Police found the bodies across Iraq’s capital, security sources said, including three women, aged 25-30, who had been handcuffed and shot in the head execution-style in an industrial area just north of the predominantly Shia Sadr City district. Further details were not immediately available.
The killings underlined growing fears of a relapse into sectarian civil war since Sunni insurgents led by Al-Qaeda-breakaway group the Islamic State seized large swathes of the north last month.
As Islamic State fighters set their sights on Baghdad, Iraqi politicians struggle to form a power-sharing government capable of tackling the insurgency. The Islamic State is not expected to attempt a takeover of the capital, a stronghold of the Iraqi security forces and the country's Shia majority, but they have exacerbated the country's religious tensions and sectarian killings are on the rise.
Baghdad's morgues are filling up again with victims of slayings like those discovered Monday. Kidnappings are on the rise, and the bloodshed is forcing families to flee abroad or move to neighborhoods where they feel less threatened.
France said on Monday it would welcome Christians from northern Iraq who have been told by the Islamic State to convert to Islam, pay a religious levy or face death.
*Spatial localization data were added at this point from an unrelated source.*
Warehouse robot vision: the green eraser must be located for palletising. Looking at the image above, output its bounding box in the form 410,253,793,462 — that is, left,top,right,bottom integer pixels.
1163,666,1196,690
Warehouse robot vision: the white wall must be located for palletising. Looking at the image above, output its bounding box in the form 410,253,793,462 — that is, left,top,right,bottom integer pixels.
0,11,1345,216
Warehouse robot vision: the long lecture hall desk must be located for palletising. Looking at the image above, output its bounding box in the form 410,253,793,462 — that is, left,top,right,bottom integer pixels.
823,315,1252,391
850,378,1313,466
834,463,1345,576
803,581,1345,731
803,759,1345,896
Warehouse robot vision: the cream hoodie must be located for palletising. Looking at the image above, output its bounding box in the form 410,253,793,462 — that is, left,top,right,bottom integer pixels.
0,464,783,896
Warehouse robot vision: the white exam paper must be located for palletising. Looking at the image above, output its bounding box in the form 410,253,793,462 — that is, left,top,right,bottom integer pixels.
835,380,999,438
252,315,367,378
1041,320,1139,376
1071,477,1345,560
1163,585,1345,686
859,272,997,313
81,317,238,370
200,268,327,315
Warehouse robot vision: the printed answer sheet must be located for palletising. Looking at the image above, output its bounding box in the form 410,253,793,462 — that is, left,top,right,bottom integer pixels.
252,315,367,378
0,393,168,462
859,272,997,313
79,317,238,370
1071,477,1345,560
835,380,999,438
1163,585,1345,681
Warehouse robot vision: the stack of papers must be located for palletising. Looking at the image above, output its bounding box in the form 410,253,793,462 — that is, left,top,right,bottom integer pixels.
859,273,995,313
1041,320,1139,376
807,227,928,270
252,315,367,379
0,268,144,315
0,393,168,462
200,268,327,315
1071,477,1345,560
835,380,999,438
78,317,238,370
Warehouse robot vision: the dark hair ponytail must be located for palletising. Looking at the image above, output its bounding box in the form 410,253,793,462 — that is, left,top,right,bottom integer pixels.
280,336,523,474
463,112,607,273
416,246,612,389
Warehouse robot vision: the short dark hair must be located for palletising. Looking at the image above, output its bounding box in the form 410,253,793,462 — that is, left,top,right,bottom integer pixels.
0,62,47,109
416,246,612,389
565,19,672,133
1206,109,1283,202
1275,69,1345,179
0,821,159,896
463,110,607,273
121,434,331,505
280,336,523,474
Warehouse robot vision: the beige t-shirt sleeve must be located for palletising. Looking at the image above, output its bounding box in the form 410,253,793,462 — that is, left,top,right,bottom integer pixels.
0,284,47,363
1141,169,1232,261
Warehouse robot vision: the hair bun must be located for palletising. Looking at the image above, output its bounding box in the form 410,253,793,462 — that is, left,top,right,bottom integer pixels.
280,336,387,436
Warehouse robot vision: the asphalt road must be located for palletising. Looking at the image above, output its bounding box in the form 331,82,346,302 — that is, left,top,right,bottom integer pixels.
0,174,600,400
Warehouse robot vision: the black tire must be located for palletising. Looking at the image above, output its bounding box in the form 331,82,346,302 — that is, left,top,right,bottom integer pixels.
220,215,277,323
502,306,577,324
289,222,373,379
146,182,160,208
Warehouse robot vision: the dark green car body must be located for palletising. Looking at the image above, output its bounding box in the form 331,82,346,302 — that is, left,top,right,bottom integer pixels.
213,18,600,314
Ever since the Islamic State declared its vast holdings across Syria and Iraq a restored Islamic caliphate and began to impose its radical brand of sharia law, hundreds of Christian families in Mosul have been forced to flee a city that has hosted the faith since its earliest years.
"We are providing aid to displaced people fleeing from the threats of Islamic State and who have sought refuge in Kurdistan. We are ready, if they wish, to facilitate their asylum on our soil," France's foreign and interior ministers, Laurent Fabius and Bernard Cazeneuve, said in a joint statement. "We are in constant contact with local and national authorities to ensure everything is done to protect them."
Iraq's Shia prime minister, Nouri al-Maliki, earlier this month condemned the armed group's treatment of the Christians and instructed a government committee to help those made homeless. However, Maliki has not said when the army might try to win back control of Mosul.
Islamic State has also warned all women in the city to wear full-face veils or risk severe punishment, and has stoned several women to death elsewhere in their territory. They have also summarily executed dozens of Shias, who they consider infidels.
The U.N. Security Council has already denounced the persecution of minorities in Iraq, warning that such actions can be considered crimes against humanity.
In a unanimous declaration adopted last week, the council condemned "in the strongest terms the systematic persecution of individuals from minority populations and those who refuse its extremist ideology in Iraq by ISIL [Islamic State] and associated armed groups."
Before the 2003 U.S.-led invasion, more than a million Christians lived in Iraq, including more than 600,000 in Baghdad and 60,000 in Mosul, as well as a substantial number in Kirkuk and in Basra.